In netta sintonia è anche l’altro coordinatore Carmelo Piticchio, che ha voluto sottolineare come gli attacchi ingenerosi e la politica della delegittimazione alla fine non siano state premiate dal consenso. “Nelle ultime settimane di campagna elettorale si è cercato di delegittimare l’amministrazione comunale per guadagnare consenso –ha spiegato Piticchio-. Certe accuse vergognose dei candidati locali di centrosinistra ai nostri consiglieri sono rimaste isolate. Alla fine il risultato elettorale ha dimostrato che l’affezione nei confronti del centrodestra, che non aveva candidati trinitapolesi, è rimasto intatto”.
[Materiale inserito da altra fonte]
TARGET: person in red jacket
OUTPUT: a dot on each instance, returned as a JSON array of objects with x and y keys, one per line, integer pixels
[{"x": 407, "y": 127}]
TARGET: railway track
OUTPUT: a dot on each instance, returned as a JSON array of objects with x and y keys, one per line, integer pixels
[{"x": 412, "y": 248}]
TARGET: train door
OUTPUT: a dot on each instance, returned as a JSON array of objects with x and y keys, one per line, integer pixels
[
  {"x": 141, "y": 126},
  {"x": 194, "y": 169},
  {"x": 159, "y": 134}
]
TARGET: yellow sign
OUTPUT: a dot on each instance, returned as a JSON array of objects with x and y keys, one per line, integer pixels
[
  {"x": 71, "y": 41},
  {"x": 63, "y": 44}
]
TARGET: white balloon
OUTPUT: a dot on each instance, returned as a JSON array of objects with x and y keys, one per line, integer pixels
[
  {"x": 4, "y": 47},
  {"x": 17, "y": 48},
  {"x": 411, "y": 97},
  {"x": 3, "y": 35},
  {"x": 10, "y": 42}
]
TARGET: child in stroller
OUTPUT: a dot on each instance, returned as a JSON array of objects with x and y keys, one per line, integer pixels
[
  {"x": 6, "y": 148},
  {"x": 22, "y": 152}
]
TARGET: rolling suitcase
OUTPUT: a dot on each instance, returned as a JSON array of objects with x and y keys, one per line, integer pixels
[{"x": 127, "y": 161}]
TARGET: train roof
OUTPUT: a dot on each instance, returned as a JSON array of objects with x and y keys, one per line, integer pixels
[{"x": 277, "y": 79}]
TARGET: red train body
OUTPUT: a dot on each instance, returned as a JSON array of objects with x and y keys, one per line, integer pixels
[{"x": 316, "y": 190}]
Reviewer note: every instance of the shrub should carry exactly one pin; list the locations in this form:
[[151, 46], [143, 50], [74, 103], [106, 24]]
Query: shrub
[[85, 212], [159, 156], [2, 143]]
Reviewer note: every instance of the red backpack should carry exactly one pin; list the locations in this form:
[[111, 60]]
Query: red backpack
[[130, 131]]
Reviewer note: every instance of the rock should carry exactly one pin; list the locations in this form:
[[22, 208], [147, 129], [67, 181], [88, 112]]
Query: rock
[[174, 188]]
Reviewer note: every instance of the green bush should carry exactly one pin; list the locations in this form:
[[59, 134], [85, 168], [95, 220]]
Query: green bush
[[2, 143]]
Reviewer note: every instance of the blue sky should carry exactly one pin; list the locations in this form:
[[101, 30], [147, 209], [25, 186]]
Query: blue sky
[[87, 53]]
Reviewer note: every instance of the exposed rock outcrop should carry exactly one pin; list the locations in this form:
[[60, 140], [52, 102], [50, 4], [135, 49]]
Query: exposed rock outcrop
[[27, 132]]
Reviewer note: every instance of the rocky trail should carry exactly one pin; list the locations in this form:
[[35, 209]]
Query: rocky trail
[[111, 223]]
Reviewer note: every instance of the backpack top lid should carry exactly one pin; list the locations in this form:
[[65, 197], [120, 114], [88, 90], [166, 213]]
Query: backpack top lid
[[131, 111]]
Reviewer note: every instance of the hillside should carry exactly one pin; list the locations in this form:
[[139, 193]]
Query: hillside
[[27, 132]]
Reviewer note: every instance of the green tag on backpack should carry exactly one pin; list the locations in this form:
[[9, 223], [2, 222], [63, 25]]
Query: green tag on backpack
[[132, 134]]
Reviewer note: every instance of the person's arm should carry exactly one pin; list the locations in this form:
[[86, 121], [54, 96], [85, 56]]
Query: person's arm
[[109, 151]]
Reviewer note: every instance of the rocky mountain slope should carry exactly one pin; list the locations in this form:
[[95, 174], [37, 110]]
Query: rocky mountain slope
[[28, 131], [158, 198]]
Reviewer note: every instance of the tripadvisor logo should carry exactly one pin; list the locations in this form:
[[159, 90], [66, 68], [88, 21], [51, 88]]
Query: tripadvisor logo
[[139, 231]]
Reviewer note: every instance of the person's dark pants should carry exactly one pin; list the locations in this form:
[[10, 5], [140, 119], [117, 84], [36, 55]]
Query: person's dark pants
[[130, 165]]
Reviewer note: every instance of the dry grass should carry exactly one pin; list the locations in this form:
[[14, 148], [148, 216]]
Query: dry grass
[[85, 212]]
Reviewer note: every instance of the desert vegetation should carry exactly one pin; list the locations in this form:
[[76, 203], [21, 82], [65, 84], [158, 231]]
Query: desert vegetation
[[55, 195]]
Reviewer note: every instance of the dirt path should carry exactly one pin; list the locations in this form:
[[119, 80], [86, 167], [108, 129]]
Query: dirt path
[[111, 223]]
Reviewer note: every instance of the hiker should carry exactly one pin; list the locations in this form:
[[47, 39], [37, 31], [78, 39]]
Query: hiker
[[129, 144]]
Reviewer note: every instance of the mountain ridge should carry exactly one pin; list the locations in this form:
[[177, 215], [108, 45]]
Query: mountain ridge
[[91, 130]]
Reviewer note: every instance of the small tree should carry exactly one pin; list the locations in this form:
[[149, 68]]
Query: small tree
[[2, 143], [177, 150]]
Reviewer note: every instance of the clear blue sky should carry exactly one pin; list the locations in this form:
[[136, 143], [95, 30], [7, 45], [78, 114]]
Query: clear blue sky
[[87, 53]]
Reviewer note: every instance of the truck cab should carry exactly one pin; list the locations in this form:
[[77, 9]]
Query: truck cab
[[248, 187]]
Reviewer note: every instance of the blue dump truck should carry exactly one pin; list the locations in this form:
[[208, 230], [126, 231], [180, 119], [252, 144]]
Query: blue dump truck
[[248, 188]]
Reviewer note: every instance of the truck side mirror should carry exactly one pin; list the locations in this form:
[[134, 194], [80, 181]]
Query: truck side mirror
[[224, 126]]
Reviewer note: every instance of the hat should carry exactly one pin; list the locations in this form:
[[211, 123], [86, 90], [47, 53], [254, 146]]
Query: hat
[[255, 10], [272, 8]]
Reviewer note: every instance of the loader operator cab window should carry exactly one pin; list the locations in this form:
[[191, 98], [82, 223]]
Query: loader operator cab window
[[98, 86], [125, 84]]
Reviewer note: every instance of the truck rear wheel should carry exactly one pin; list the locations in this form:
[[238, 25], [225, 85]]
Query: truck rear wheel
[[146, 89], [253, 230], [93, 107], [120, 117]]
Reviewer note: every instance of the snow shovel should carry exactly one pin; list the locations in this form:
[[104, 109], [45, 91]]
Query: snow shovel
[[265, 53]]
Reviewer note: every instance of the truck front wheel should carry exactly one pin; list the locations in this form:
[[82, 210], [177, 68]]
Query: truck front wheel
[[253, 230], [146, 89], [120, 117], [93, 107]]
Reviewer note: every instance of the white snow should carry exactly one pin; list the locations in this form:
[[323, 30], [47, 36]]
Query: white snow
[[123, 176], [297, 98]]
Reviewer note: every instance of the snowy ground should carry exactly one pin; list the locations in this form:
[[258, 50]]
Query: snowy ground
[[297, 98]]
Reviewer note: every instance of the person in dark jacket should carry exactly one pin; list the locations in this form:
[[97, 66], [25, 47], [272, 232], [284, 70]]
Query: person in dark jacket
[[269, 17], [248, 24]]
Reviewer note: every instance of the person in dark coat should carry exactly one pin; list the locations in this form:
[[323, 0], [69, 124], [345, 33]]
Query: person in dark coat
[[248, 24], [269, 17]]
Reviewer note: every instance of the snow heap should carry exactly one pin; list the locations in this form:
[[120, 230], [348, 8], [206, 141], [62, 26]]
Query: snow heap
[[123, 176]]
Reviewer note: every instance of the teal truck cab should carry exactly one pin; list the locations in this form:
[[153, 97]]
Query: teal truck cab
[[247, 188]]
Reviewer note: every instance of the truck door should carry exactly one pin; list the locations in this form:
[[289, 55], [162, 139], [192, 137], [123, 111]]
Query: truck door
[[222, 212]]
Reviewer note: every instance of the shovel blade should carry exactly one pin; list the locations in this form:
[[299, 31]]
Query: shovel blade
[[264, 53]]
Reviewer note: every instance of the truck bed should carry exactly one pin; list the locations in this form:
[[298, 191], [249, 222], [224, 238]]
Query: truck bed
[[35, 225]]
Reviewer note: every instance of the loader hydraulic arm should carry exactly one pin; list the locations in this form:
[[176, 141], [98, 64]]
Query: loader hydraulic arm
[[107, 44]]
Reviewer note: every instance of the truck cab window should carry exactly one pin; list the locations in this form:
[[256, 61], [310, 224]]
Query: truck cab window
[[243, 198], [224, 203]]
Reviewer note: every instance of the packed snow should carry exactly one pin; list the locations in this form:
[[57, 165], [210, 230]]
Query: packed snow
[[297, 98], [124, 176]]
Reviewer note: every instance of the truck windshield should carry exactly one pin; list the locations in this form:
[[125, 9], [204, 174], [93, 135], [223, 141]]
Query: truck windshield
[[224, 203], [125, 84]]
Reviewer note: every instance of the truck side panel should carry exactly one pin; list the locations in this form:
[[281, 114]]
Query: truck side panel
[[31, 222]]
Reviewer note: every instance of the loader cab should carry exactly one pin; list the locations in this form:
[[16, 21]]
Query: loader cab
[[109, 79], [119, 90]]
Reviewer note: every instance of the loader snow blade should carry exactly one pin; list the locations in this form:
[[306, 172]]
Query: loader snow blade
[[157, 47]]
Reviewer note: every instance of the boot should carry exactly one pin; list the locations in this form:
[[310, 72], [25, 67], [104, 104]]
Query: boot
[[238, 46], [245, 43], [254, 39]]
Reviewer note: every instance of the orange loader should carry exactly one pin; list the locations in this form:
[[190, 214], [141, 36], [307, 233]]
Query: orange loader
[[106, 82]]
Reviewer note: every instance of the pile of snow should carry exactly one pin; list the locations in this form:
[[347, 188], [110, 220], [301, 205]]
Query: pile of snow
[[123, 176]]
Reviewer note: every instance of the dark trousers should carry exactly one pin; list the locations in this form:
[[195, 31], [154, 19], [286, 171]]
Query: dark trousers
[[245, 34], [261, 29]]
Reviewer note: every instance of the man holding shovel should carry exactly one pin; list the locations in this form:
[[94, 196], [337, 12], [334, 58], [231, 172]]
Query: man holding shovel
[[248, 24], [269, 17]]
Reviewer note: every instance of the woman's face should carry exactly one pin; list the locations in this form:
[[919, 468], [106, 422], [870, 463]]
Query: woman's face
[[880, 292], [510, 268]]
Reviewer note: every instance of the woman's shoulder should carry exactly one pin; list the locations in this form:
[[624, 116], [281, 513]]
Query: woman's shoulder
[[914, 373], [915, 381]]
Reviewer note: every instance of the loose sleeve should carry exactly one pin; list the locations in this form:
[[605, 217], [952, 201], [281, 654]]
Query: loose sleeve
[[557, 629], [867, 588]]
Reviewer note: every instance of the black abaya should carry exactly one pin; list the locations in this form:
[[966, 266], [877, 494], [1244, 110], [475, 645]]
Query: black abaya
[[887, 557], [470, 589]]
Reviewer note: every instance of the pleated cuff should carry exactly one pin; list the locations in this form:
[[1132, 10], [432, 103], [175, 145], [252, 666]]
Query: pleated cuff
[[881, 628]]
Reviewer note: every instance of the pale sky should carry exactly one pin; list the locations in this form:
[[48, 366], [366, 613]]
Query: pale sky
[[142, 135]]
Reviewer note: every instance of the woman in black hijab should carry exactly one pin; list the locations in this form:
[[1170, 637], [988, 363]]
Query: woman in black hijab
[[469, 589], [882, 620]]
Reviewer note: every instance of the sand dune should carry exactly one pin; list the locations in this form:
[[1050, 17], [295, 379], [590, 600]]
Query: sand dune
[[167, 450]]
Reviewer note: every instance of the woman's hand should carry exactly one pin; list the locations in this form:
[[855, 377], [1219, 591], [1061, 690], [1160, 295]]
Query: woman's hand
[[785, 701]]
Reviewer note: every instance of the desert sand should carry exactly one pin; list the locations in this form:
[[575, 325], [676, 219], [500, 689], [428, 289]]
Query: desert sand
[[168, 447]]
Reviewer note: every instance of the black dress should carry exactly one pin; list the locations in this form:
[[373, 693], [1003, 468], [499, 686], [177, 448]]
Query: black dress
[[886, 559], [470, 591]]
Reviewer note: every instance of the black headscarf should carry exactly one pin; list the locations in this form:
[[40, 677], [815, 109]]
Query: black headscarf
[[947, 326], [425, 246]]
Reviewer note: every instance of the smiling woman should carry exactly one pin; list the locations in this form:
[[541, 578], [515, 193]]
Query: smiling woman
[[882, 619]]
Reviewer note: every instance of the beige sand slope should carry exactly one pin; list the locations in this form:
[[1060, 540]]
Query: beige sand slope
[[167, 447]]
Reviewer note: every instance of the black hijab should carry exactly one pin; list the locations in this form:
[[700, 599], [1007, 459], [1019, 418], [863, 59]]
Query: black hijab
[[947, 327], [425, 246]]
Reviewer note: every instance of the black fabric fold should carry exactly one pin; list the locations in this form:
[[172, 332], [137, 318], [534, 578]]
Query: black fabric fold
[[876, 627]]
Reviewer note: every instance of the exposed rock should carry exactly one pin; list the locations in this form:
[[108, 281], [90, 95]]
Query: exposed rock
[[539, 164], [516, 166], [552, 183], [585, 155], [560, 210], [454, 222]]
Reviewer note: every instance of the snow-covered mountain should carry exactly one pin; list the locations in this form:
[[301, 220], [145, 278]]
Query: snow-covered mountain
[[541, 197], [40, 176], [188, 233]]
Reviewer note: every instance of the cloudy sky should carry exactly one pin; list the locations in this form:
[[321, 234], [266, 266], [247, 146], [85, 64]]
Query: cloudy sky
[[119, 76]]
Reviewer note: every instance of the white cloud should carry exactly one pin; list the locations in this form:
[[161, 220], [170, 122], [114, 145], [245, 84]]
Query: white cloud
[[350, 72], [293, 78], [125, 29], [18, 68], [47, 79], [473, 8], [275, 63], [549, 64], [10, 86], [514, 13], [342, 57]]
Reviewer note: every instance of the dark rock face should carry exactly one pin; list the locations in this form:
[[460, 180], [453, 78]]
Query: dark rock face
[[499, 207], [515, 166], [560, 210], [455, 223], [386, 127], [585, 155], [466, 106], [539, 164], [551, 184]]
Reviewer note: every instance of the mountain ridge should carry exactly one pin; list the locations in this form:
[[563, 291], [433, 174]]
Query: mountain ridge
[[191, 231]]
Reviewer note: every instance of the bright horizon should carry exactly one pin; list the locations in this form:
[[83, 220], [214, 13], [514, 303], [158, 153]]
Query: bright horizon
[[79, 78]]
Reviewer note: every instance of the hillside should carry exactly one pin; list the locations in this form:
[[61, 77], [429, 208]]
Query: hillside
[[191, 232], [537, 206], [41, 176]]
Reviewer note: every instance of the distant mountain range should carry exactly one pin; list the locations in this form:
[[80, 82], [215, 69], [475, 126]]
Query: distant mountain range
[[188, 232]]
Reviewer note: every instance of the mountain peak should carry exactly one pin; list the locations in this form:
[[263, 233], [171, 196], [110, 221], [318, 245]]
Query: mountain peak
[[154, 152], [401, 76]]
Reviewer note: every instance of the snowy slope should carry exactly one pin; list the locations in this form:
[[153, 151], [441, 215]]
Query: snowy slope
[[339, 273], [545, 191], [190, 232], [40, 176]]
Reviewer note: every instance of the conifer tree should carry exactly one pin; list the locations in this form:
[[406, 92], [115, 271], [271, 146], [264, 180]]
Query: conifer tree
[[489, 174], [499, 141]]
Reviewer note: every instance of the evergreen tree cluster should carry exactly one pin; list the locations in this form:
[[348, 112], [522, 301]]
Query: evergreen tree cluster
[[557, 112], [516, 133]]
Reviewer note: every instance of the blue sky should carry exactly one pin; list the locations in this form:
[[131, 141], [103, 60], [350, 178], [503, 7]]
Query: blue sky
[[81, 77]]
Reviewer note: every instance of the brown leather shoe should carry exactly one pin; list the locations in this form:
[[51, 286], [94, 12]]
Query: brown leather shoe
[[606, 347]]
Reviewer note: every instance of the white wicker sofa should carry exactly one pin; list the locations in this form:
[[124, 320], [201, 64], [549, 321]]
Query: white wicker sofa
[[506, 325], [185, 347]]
L’ultima riflessione dei coordinatori azzurri serve per rispondere alle analisi sul voto fatte dal Partito Democratico. “Fanno sorridere certe analisi sul nostro risultato fatte dai nostri avversari –hanno concluso i coordinatori-. Capiamo che in questo momento si deve cercare di guardare il bicchiere mezzo pieno, ma l’unico dato che ci permettiamo di sottolineare è che il Pd trinitapolese ha ottenuto 12 punti meno della media nazionale ed è sotto la media provinciale e regionale che sono disastrose. Se a questo si aggiunge che avevano anche in lista un candidato locale, crediamo ci sia poco da sorridere o da commentare positivamente. A volte forse bisognerebbe fare anche un bagno di umiltà”.